There were some gorgeous baby turnips in the boxes from Tomato Mountain this time and those went into three things – a Chinese style salad, an Indian flavored dish with Swiss chard and brown rice and into the chopped salad S led a group in putting together.
S contributes the Chopped Salad recipe:
- Young turnips julienned
- Broccoli cut into small florets
- Red bell pepper julienned
- Flat leafed parsley – chopped
- Lemon juice
- Olive oil
- Fresh garlic slices
- Grated ginger
- Slivered almonds
- Cumin seeds
- Salt
- Sugar
- Freshly ground black pepper
- Mix all together
People seemed to be kale-d out. Last time kale had been the main player but this time the group put the bags of kale aside to take home and instead got to work on the rainbow Swiss chard. Several people said they had never cooked or eaten it but others knew how to use it and took the lead. In the Mexican preparation the leaves were stripped from the stalk, steamed and then laid into a baking dish with Parmesan cheese grated on top before being put into the oven.
In the Indian style preparation La lightly browned baby turnip chunks in hot oil with cumin seeds before adding chopped up chard (stalks and all) together with some brown rice, grated ginger, turmeric, crushed coriander seeds and coconut milk. This was stirred and covered to cook on medium heat with tiny bits of water added from time to time, no more than a quarter cup maximum. She explained to people that one sign that the dish is done is that the oil can be seen to have separated from the other liquids.
Another large bunch of chard was cooked with tomato, sour cream and turkey sausage. This led to a detailed discussion of how to make sure the sour cream does not curdle.

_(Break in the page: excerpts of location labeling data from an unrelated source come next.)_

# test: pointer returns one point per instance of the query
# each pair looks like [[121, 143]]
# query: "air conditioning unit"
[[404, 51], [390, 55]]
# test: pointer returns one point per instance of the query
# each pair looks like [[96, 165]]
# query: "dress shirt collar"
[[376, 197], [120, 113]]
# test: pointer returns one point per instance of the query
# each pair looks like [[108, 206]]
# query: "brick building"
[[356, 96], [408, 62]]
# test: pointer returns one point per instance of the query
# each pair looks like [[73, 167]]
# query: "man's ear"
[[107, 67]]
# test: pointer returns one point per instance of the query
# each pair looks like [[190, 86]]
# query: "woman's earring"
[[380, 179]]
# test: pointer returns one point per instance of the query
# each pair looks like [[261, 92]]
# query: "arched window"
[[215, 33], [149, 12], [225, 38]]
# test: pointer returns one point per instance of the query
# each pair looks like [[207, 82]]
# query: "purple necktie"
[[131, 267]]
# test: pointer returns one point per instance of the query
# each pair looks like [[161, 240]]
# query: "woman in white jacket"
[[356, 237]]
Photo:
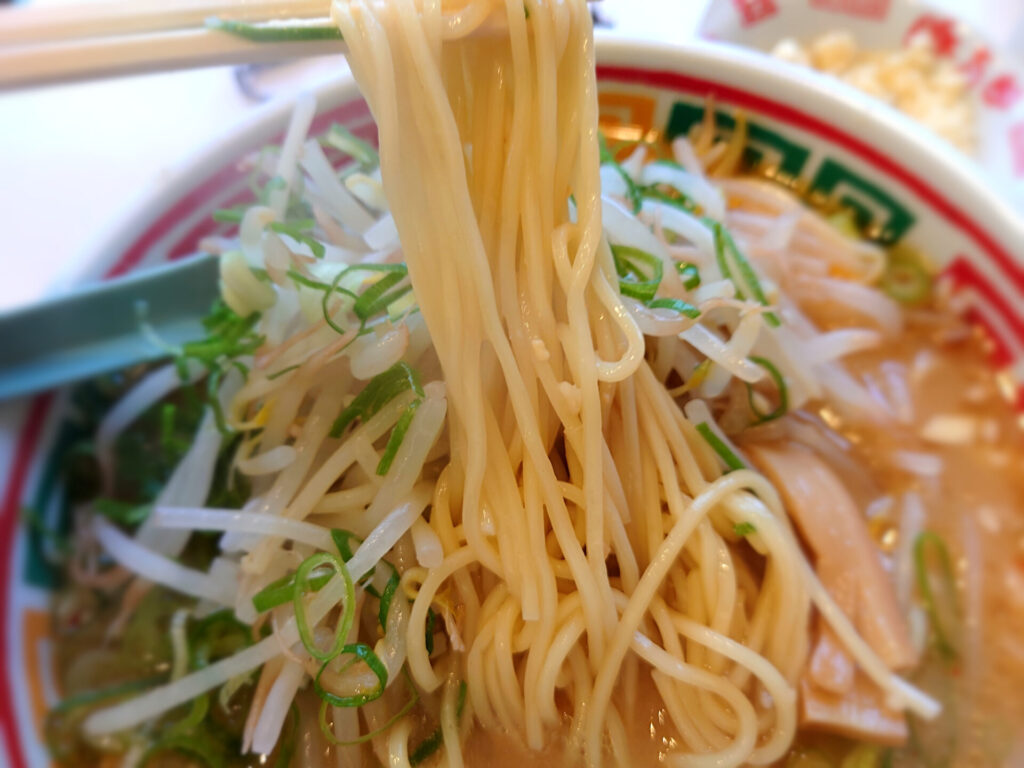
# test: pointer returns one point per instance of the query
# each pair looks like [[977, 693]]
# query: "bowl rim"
[[860, 120], [850, 112], [981, 198]]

Li had tips and the rest of us listened intently. She told us you just need to add the sour cream little by little into a very hot pot mixing very well and letting the temperature rise before adding the next bit.

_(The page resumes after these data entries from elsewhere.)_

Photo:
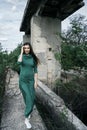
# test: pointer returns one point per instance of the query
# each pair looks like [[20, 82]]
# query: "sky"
[[11, 14]]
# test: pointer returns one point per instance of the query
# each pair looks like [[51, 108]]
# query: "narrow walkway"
[[13, 108]]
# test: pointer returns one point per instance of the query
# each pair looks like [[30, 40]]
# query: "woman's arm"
[[36, 80]]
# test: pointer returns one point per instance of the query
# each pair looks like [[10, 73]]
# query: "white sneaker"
[[28, 125]]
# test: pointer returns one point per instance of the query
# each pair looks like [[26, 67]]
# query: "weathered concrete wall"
[[46, 42], [62, 116], [26, 38], [13, 107]]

A couple of people worked with a participant from China learning how to slice up the bok choy, fleshy stems and green leafy parts separately. New to most of the other participants.
Our hostess An made Mexican style potato soup using a technique new to many of the participants. Potatoes were peeled, cubed and lightly sautéed in oil. While this was on the stove An put chicken broth, tomatoes, garlic and onions in a blender until they were smooth. Then the potatoes were cooked until soft in this mixture.

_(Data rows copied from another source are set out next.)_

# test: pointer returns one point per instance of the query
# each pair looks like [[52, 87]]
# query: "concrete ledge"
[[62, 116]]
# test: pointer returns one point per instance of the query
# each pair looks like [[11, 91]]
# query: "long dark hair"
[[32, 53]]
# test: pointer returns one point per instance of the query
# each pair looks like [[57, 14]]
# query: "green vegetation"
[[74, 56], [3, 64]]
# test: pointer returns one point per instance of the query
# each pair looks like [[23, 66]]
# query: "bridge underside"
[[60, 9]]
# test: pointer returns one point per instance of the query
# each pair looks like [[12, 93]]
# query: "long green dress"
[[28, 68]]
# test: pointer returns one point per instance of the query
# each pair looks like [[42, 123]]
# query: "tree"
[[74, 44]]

There were a few potatoes left so Li quickly chopped them up and cooked them with sweet and hot peppers – a spur of the moment decision that tasted great!
An said “For me it was a wonderful and fun experience, being able to share my kitchen with women from other countries, having delicious ideas and getting different dishes made with the same products – potatoes, turnips, chard and squash”.
I heartily agree!
Here’s a list of the things we cooked –
- Baked acorn squash (savory)
- Baked acorn squash (sweet)
- Mexican potato soup
- Swiss chard Mexican style 1 (with tomato, sour cream and turkey sausage)
- Swiss chard Mexican style 2 (baked with parmesan)
- Swiss chard with turnips and brown rice Indian style
- Mexican pan fried potatoes with chili and sweet peppers
- Garbanzo bean dip with raw veggies
- Chopped lettuce free salad
- Baby turnip salad Chinese style
- Bok choy Chinese style
- Pan fried broccoli and peppers
It was a veritable feast, made all the more special for being shared among friends.